The political fight over a controversial Minneapolis ordinance that requires most employers in the city to provide paid sick leave to employees ended in May when Gov. Mark Dayton vetoed Republican-backed legislation that would have expressly barred municipalities from imposing such mandates.
But the legal fight is just heating up.
On Tuesday — just 10 days after the city’s new sick and safe leave ordinance went into effect — a Minnesota Court of Appeals panel heard oral arguments in a challenge brought by the Minnesota Chamber of Commerce, the Minnesota Recruiting and Staffing Association, the National Federation of Independent Business, the TwinWest Chamber of Commerce, Graco Inc. and Otogawa-Anschel General Contractors and Consultants.
Earlier this year, Hennepin County District Court Judge Mel Dickstein mostly denied the groups’ request for a temporary injunction to block the new rules from going into effect while the issues are litigated. The one exception: The judge limited the ordinance’s reach to businesses that are physically located in the city.
Christopher Larus, the attorney for the plaintiffs, said Dickstein got that right.
But Larus, urged the appeals court to reverse the rest of the judge’s ruling and decried the ordinance as “an unprecedented attempt by the city of Minneapolis to expand its regulatory authority.”
That latter assertion may be a bit of a stretch.
As the city noted in its brief, at least 30 municipalities across that country have enacted sick leave ordinances in recent years — a cohort that includes San Francisco, Washington, D.C., Seattle, New York City, Oakland, Tacoma, Philadelphia, Los Angeles and, just across the river from Minneapolis, St. Paul.
In Minnesota, as elsewhere, those initiatives have been greeted with resistance from the business interests, who say that a patchwork of local employment regulations will create administrative headaches.
In a challenge to the city of Pittsburgh’s new sick time ordinance, an appellate court in Pennsylvania ruled in May that the mandate, while “laudable” in intention, belonged in the purview of state legislators, not municipal leaders.
Larus echoed those sentiments on Tuesday.
At the outset of his argument, Larus acknowledged that nothing in state law explicitly forbids home rule cities like Minneapolis from regulating employer sick leave policies.
But citing a preemption test established by the Minnesota Supreme Court in a 1966 decision, Mangold Midwest v. Village of Richfield, Larus said that the Minneapolis ordinance conflicts with a state law — Minn. Stat. sec. 181.9413 — which says businesses must allow employees to use accrued sick leave to care for family members.
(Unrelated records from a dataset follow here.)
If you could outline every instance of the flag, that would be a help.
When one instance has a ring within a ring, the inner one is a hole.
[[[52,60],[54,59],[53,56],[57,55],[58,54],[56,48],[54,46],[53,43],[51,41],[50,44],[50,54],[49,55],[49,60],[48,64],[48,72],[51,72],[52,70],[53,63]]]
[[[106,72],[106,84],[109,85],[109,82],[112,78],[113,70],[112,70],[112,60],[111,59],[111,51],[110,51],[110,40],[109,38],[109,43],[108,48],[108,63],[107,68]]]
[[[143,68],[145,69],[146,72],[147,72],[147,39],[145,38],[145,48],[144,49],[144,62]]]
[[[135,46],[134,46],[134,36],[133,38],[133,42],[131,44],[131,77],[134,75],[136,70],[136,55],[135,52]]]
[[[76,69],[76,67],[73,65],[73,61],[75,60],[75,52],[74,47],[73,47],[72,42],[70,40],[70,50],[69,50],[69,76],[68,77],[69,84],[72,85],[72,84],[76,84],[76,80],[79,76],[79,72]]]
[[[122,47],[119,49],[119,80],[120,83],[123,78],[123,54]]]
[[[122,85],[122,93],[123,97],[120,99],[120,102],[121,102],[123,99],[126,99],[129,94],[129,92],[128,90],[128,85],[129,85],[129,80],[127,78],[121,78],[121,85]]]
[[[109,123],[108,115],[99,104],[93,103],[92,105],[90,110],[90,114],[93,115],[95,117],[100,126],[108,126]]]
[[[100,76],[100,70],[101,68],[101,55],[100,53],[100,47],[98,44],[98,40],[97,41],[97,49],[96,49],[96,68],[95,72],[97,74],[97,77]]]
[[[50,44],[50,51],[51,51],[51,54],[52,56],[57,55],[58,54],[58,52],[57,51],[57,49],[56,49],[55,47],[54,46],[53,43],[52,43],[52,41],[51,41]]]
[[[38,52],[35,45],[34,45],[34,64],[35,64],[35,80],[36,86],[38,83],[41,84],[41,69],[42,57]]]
Judge Tracy Smith asked how that creates a conflict with the Minneapolis ordinance.
Larus’s answer: While the state law applies to businesses that voluntarily provide sick leave, the Minneapolis ordinance mandates that employers provide sick leave and, if they have more than six employees, that the sick leave be paid.
“It is possible for my clients to comply with the express language of the statutes that govern employee-mandated leave and nevertheless run afoul of the city ordinance,” said Larus.
In contrast to state law, which applies only to businesses with at least 21 employees, the Minneapolis ordinance is far more sweeping in reach, applying to virtually every business in the city.
Minneapolis City Attorney Susan Segal said it is the chamber and fellow plaintiffs who are overreaching.
“If you follow appellants’ argument to its logical conclusion, municipalities would need an express grant of permission from the state Legislature in order to enact any ordinances,” Segal said.
She was equally dismissive of the notion that the city should be barred from enacting rules on employee leave on grounds of field preemption, which applies when the Legislature has “fully covered the field” of the subject matter or in cases where the local regulation has unreasonably adverse effects on the general populace.
Segal said the employee leave laws covered by Chapter 181 are “scattershot.”
“This is in no way a comprehensive scheme that shows the intent of the Legislature to preempt local legislation,” she said.
Segal urged the court to overturn Dickstein’s decision to temporarily block the application of the ordinance to companies not physically located within the city. Under the ordinance, businesses not located in Minneapolis would nonetheless be required to provide sick leave benefits to any employees who work in the city for at least 80 hours per year.
She said the judge should have focused on the locale of the employee, not the employer.
Following the arguments, Cam Winton, the director of energy and labor policy at the Minnesota Chamber of Commerce, said he is “cautiously optimistic” that the court will strike down the ordinance — or, at a minimum, grant a temporary injunction until the issues can be more fully litigated.
Although the Court of Appeals is expected to issue a decision within 90 days, Winton, who is an attorney, expects that the losing party will seek further review from the Minnesota Supreme Court.
The fight over Minneapolis sick leave ordinance could well presage a challenge to the city’s recently implemented minimum wage.
Winton said the two ordinances raise the same basic legal issues on the questions of preemption.
Asked whether the Chamber intends to sue over the minimum wage ordinance, Winton said that remains an open question.
“From a policy lens, they are both well-intentioned but terrible policies,” he opined.